After meeting with Suu Kyi, Clinton headed to meet with members of Burma’s ethnic groups, who make up roughly 40% of the country’s population. (The majority ethnic group is called Bamar, or Burman.) Even as Clinton’s trip was being planned, fighting was flaring in northern Kachin State between the Burmese military and an ethnic rebel army. The Kachin, also known as the Jinghpaw or Jingpo, are a largely Christian population who have long chafed at the brutal rule of the Burmese regime. Even though the Kachin were legendary during World War II as brave fighters, they have not been able to penetrate the top ranks of the Burmese army because of discrimination. In recent weeks, Kachin NGOs have alleged systematic rape and torture committed against their ethnicity by Burmese soldiers. Tens of thousands of Kachin have been displaced by the fighting over the past couple months, according to local aid organizations. Kachin and Burmese delegations are currently meeting in China to discuss potential peace negotiations, but such talks have collapsed before. (However, on Friday, another ethnic army in Shan state appeared to have signed a ceasefire with the government.)

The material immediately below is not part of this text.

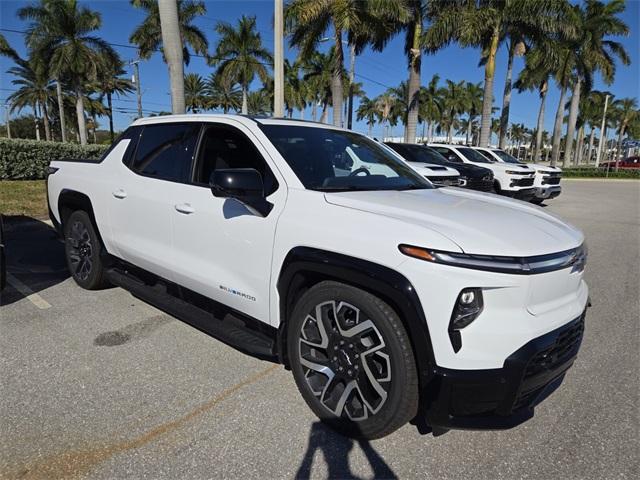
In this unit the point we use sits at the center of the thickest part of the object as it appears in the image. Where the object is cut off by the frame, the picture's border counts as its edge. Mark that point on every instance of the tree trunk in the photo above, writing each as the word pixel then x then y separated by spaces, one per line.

As Burma eased away from British rule, Suu Kyi’s father, independence hero Aung San, worked hard to bring unity among the new nation’s diverse ethnics, as they are known in Burma. In the historic 1947 Panglong agreement, he promised that members of three ethnic groups—the Kachin, the Shan and the Chin—would be given significant autonomy and the right to secede from the Burmese union if they were not happy with the country’s course. But soon after, Aung San was assassinated. The Bamar military rulers who eventually took over had little sympathy for the ethnics.

Battles raged for decades between various ethnic rebel militias and the Burmese army. Although ceasefires were eventually imposed in most areas, fighting erupted again two years ago and heightened this year, as the Burmese pressured the ethnics to give up their guns and instead join a “border-guard force” under Burmese command. That plan has largely been sidelined for now, but resentment still seethes because of continuing human-rights abuses. The Kachin, in particular, have shied away from signing a ceasefire they worry will degrade what autonomy they have. Much of Burma’s rich natural-resource load, from hydropower to timber, is concentrated in ethnic areas, and the “nationalities,” as some ethnic minorities prefer to call themselves, feel they are not sharing fully in the wealth such treasures generate.

Suu Kyi has made the ethnic issue a precondition of her support to lifting sanctions. But there’s a worry among the ethnics that if relations between the U.S. and Burma improve, their concerns will be lost in the overall glow of a new political era. “What I would like to tell Mrs. Hillary Clinton is that it’s not just [Aung San Suu Kyi] who has been fighting for many years against the government,” said one ethnic who was to meet with Clinton on Friday. “We have been, too, and [our people] have lost many lives. Don’t forget about us, please.”